No one-size-fits-all approach to risk management and data compliance
By Gary Allemann, MD of Master Data Management
In an era of increasing risks and the challenges of increasing regulation and legislation and ongoing economic uncertainty, companies need a comprehensive risk management strategy that incorporates data governance. Companies need to combine strategic technology, consulting and educational services to enable effective risk management.
There is no doubt that South Africa faces a business climate of uncertainty that is currently spreading through society and business. There is a perceived lack of transparency of what the future holds for the public and private sectors, and this is where risk management comes into play. In addition to adhering to corporate governance and mitigating risks associated with sudden changes in market conditions, risk management today should be an integral part of an organisations’ operational fibre to ensure business survival.

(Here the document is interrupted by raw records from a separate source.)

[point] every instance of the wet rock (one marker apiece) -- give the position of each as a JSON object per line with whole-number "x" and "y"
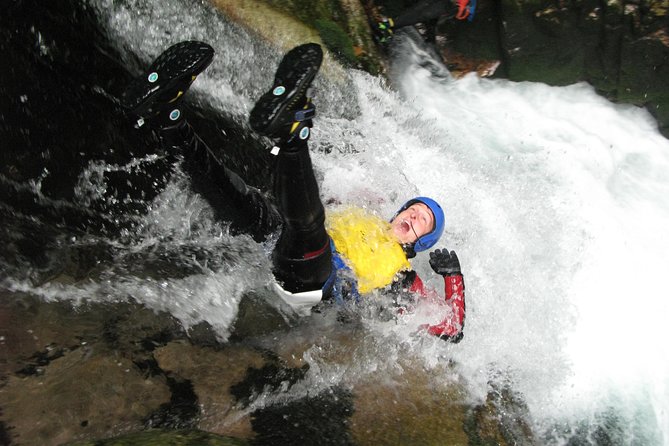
{"x": 83, "y": 394}
{"x": 158, "y": 437}
{"x": 212, "y": 373}
{"x": 408, "y": 408}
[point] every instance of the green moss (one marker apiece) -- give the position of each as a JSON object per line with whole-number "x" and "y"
{"x": 166, "y": 438}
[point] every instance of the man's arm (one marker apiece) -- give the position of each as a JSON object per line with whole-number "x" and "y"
{"x": 447, "y": 265}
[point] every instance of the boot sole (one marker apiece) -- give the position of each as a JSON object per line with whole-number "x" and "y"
{"x": 168, "y": 77}
{"x": 294, "y": 75}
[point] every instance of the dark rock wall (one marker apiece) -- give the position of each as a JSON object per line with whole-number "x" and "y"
{"x": 620, "y": 47}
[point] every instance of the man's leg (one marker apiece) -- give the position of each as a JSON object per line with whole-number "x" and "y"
{"x": 155, "y": 98}
{"x": 302, "y": 257}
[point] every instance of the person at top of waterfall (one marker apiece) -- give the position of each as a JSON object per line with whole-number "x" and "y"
{"x": 348, "y": 256}
{"x": 424, "y": 11}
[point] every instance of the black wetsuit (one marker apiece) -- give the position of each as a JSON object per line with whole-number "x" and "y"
{"x": 302, "y": 256}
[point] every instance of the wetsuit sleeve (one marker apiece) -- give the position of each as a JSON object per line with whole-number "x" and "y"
{"x": 451, "y": 327}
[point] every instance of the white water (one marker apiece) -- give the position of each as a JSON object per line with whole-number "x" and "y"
{"x": 555, "y": 198}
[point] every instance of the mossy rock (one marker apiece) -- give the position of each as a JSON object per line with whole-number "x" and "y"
{"x": 166, "y": 438}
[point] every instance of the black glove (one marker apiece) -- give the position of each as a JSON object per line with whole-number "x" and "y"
{"x": 445, "y": 263}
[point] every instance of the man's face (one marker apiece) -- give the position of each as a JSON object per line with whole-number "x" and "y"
{"x": 412, "y": 223}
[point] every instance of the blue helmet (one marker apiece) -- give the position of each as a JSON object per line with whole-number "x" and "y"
{"x": 428, "y": 240}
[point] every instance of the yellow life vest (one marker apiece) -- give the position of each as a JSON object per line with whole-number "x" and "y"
{"x": 368, "y": 247}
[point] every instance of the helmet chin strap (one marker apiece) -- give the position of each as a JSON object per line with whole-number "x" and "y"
{"x": 414, "y": 231}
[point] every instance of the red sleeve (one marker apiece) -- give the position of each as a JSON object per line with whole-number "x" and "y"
{"x": 451, "y": 327}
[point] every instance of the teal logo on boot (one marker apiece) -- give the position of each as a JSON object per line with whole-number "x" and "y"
{"x": 304, "y": 133}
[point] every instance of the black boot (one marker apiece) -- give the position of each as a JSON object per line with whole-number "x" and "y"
{"x": 155, "y": 95}
{"x": 285, "y": 111}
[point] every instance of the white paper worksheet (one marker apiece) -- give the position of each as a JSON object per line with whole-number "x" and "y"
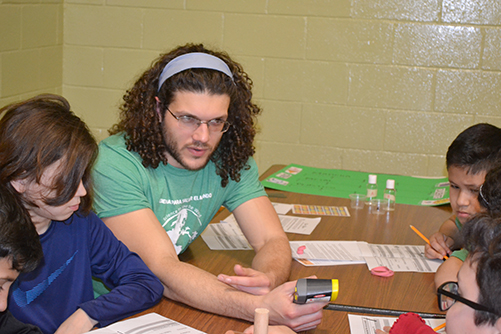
{"x": 398, "y": 258}
{"x": 362, "y": 324}
{"x": 151, "y": 323}
{"x": 327, "y": 250}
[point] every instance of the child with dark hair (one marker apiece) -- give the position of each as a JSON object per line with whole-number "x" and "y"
{"x": 46, "y": 154}
{"x": 469, "y": 158}
{"x": 20, "y": 251}
{"x": 473, "y": 301}
{"x": 490, "y": 192}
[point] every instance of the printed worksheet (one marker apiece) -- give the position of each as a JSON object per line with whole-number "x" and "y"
{"x": 227, "y": 235}
{"x": 327, "y": 250}
{"x": 151, "y": 323}
{"x": 292, "y": 224}
{"x": 361, "y": 324}
{"x": 398, "y": 258}
{"x": 282, "y": 208}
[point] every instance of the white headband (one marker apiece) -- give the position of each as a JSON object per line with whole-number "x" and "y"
{"x": 193, "y": 60}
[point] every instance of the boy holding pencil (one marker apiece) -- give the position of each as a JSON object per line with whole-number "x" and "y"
{"x": 473, "y": 303}
{"x": 471, "y": 155}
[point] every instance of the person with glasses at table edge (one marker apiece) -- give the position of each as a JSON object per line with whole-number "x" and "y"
{"x": 183, "y": 148}
{"x": 473, "y": 303}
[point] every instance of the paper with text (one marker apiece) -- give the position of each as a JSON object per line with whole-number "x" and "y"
{"x": 292, "y": 224}
{"x": 398, "y": 258}
{"x": 361, "y": 324}
{"x": 151, "y": 323}
{"x": 327, "y": 250}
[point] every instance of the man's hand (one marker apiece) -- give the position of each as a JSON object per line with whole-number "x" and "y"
{"x": 386, "y": 330}
{"x": 78, "y": 322}
{"x": 284, "y": 311}
{"x": 439, "y": 246}
{"x": 271, "y": 330}
{"x": 248, "y": 280}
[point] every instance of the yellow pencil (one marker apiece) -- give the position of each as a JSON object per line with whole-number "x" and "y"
{"x": 423, "y": 237}
{"x": 436, "y": 329}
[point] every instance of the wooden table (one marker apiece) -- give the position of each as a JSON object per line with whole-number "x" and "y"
{"x": 403, "y": 291}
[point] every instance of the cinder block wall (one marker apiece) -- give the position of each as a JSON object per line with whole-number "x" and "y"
{"x": 31, "y": 48}
{"x": 371, "y": 85}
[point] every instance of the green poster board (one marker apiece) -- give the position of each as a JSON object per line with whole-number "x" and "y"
{"x": 341, "y": 183}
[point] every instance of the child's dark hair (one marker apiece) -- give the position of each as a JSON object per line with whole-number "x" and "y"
{"x": 476, "y": 149}
{"x": 482, "y": 238}
{"x": 19, "y": 240}
{"x": 490, "y": 192}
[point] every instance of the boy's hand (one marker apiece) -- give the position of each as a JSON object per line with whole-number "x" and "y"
{"x": 439, "y": 246}
{"x": 271, "y": 330}
{"x": 248, "y": 280}
{"x": 386, "y": 330}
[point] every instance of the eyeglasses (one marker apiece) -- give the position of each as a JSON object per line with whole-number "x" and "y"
{"x": 192, "y": 123}
{"x": 448, "y": 295}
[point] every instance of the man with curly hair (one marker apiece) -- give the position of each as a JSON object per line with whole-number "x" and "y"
{"x": 182, "y": 148}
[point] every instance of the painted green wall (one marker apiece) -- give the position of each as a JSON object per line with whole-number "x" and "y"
{"x": 31, "y": 48}
{"x": 371, "y": 85}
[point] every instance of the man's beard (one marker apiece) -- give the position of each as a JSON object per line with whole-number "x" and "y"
{"x": 172, "y": 148}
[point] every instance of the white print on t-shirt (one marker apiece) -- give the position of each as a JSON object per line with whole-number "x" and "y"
{"x": 175, "y": 225}
{"x": 185, "y": 200}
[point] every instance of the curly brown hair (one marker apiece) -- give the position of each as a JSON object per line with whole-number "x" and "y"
{"x": 143, "y": 130}
{"x": 38, "y": 132}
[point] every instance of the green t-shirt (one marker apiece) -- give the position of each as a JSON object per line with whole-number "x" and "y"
{"x": 462, "y": 253}
{"x": 183, "y": 201}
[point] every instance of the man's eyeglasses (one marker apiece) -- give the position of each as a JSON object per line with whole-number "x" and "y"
{"x": 192, "y": 123}
{"x": 448, "y": 295}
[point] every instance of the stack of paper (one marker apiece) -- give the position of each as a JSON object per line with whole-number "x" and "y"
{"x": 151, "y": 323}
{"x": 395, "y": 257}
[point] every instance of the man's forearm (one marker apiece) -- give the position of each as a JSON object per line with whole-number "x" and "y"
{"x": 274, "y": 259}
{"x": 200, "y": 289}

Increasingly, risk management requirements are being defined by legislation. At the highest level, King III recognises the importance of information to an effective risk management strategy and requires that ‘the board should ensure that information assets are managed effectively’. While there are a number of other legislations, such as the Protection of Personal Information (PoPI) Act, the Consumer Protection Act (CPA), the Foreign Account Tax Compliance Act (FATCA), and the Solvency and Asset Management (SAM) Roadmap, require adherence to specific data management principles, the basic fundamentals for sound risk management and data governance remain the same. To achieve this South African organisations need to have a systematic approach with the ‘checks and balances’ in place to measure the quality of their enterprise data. This will ensure that the risk calculations they derive from them are based on a solid foundation.
Risk management is generally defined as the better understanding the potential operational and business risks and minimising potential negative impacts on the business. Organisations have to identify which information they are using to derive critical decisions so that, for example, when they sign off their financial results at the end of the year, the correct data was used. Risk management needs to be underpinned by data quality, which is the process of ensuring that the data suits the business purpose and is of a sufficient standard so that companies can be confident in their results.

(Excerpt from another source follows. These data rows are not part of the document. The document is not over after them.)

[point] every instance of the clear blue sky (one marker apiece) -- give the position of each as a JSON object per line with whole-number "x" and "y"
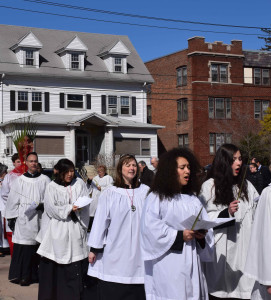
{"x": 150, "y": 42}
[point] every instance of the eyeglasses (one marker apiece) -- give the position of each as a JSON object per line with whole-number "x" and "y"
{"x": 127, "y": 155}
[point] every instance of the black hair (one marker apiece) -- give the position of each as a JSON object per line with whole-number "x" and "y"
{"x": 221, "y": 172}
{"x": 166, "y": 181}
{"x": 31, "y": 153}
{"x": 14, "y": 157}
{"x": 63, "y": 166}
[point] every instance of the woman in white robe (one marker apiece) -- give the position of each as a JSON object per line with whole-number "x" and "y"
{"x": 115, "y": 257}
{"x": 172, "y": 253}
{"x": 259, "y": 251}
{"x": 220, "y": 192}
{"x": 63, "y": 237}
{"x": 98, "y": 184}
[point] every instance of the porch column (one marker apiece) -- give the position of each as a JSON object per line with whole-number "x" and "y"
{"x": 72, "y": 144}
{"x": 110, "y": 141}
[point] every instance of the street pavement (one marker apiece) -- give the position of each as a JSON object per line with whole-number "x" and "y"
{"x": 11, "y": 291}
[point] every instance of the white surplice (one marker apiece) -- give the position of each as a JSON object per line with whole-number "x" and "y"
{"x": 62, "y": 239}
{"x": 173, "y": 275}
{"x": 104, "y": 182}
{"x": 23, "y": 192}
{"x": 259, "y": 255}
{"x": 117, "y": 228}
{"x": 224, "y": 275}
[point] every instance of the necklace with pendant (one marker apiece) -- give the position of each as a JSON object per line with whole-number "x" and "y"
{"x": 133, "y": 208}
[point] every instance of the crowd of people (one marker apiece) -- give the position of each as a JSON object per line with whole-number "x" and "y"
{"x": 130, "y": 240}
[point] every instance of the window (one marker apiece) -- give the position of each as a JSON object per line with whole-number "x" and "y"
{"x": 75, "y": 101}
{"x": 124, "y": 105}
{"x": 182, "y": 111}
{"x": 218, "y": 139}
{"x": 22, "y": 101}
{"x": 9, "y": 145}
{"x": 182, "y": 76}
{"x": 112, "y": 105}
{"x": 75, "y": 61}
{"x": 29, "y": 57}
{"x": 132, "y": 146}
{"x": 219, "y": 72}
{"x": 219, "y": 108}
{"x": 36, "y": 101}
{"x": 149, "y": 120}
{"x": 260, "y": 107}
{"x": 183, "y": 140}
{"x": 49, "y": 145}
{"x": 118, "y": 64}
{"x": 261, "y": 76}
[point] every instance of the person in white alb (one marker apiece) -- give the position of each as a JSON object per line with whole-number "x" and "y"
{"x": 115, "y": 256}
{"x": 221, "y": 194}
{"x": 25, "y": 191}
{"x": 173, "y": 253}
{"x": 63, "y": 247}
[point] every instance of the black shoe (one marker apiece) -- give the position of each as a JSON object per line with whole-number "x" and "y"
{"x": 25, "y": 282}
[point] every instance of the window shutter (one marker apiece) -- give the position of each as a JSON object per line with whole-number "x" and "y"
{"x": 61, "y": 100}
{"x": 133, "y": 106}
{"x": 47, "y": 101}
{"x": 88, "y": 101}
{"x": 12, "y": 100}
{"x": 103, "y": 104}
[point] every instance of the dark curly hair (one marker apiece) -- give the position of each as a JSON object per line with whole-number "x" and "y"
{"x": 166, "y": 182}
{"x": 221, "y": 172}
{"x": 119, "y": 181}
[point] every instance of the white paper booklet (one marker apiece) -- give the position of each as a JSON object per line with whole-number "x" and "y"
{"x": 83, "y": 201}
{"x": 31, "y": 211}
{"x": 204, "y": 224}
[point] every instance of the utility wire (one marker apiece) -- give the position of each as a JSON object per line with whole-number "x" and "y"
{"x": 127, "y": 23}
{"x": 140, "y": 16}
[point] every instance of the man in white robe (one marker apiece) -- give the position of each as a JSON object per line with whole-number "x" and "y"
{"x": 26, "y": 190}
{"x": 259, "y": 255}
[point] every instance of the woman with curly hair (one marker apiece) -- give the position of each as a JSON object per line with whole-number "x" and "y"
{"x": 171, "y": 252}
{"x": 115, "y": 257}
{"x": 227, "y": 194}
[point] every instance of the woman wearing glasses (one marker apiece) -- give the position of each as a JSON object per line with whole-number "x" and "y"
{"x": 115, "y": 256}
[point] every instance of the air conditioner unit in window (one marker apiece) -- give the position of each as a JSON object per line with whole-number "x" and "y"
{"x": 7, "y": 151}
{"x": 112, "y": 111}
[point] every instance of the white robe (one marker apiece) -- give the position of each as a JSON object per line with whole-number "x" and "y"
{"x": 103, "y": 182}
{"x": 224, "y": 275}
{"x": 6, "y": 184}
{"x": 117, "y": 228}
{"x": 171, "y": 275}
{"x": 63, "y": 240}
{"x": 24, "y": 191}
{"x": 259, "y": 252}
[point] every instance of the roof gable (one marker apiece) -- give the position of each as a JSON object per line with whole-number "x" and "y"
{"x": 75, "y": 44}
{"x": 28, "y": 41}
{"x": 117, "y": 48}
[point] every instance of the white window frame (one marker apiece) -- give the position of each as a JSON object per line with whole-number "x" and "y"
{"x": 212, "y": 108}
{"x": 218, "y": 139}
{"x": 26, "y": 51}
{"x": 260, "y": 107}
{"x": 67, "y": 100}
{"x": 183, "y": 140}
{"x": 218, "y": 66}
{"x": 29, "y": 101}
{"x": 118, "y": 64}
{"x": 182, "y": 76}
{"x": 75, "y": 61}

Therein lies the rub, there is no one-size-fits-all approach to risk management and data compliance. Although there are similarities between organisations, each organisation is unique in terms of the level of maturity of enterprise data management. For most businesses, individual departments still operate in silos where systems are patched together and information is duplicated, or not coordinated to get the overall view and control necessary for effective enterprise risk management
In addition, while much of this legislation requires similar data management principles to be addressed, organisations tend to treat each Act as separate projects with the goal to achieve minimal compliance. In many cases this creates substantial rework, even when simply evolving from an early version of legislation to a later, more robust enactment.

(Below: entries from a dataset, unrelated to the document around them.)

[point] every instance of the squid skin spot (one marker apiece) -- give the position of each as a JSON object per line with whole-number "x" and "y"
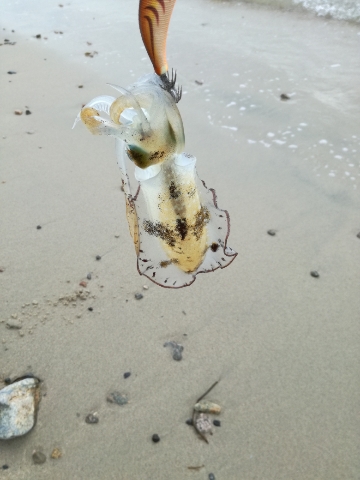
{"x": 162, "y": 3}
{"x": 214, "y": 246}
{"x": 154, "y": 11}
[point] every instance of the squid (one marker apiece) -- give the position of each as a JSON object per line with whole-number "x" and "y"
{"x": 177, "y": 228}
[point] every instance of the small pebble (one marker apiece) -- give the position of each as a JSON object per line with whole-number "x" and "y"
{"x": 118, "y": 398}
{"x": 177, "y": 350}
{"x": 38, "y": 458}
{"x": 91, "y": 418}
{"x": 155, "y": 438}
{"x": 56, "y": 453}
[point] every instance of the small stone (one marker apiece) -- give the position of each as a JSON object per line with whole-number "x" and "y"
{"x": 155, "y": 438}
{"x": 177, "y": 350}
{"x": 91, "y": 418}
{"x": 56, "y": 453}
{"x": 118, "y": 398}
{"x": 38, "y": 458}
{"x": 13, "y": 325}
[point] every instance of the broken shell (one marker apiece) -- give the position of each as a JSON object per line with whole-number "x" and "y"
{"x": 203, "y": 423}
{"x": 207, "y": 407}
{"x": 18, "y": 407}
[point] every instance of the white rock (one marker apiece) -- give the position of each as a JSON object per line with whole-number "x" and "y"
{"x": 18, "y": 407}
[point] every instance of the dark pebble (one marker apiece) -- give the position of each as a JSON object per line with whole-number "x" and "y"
{"x": 118, "y": 398}
{"x": 38, "y": 458}
{"x": 91, "y": 419}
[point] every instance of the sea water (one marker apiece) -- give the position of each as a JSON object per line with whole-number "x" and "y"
{"x": 338, "y": 9}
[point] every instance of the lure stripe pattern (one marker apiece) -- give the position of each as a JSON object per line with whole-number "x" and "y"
{"x": 154, "y": 19}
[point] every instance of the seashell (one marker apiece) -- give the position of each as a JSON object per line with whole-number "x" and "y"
{"x": 18, "y": 407}
{"x": 207, "y": 407}
{"x": 203, "y": 423}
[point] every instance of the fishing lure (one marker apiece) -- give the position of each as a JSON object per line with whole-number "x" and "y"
{"x": 177, "y": 228}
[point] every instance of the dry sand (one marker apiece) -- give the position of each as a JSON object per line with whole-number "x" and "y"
{"x": 284, "y": 345}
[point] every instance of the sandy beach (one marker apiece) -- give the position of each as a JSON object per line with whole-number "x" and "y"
{"x": 284, "y": 346}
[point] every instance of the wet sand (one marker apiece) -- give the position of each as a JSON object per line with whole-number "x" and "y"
{"x": 283, "y": 344}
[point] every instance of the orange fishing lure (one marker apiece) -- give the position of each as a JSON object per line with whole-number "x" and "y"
{"x": 154, "y": 19}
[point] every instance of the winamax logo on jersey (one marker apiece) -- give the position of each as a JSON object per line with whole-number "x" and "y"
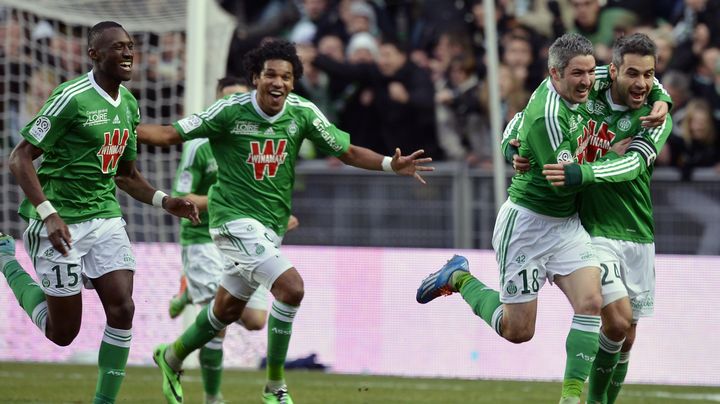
{"x": 594, "y": 142}
{"x": 266, "y": 161}
{"x": 113, "y": 148}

Organisations should explore how they can optimise their information architecture in ways that enable them to address each of these individual pieces of legislation as part of a common framework.
Organisations should look at holistic opportunities, such as enterprise data quality, that cover all legislations and that can be leveraged to address the requirements of future legislation as this is enacted. An enterprise data governance strategy should incorporate risk management elements that identify opportunities apply existing policies, metrics and procedures to address similar challenges in emerging legislation in order to reduce the overall cost of compliance.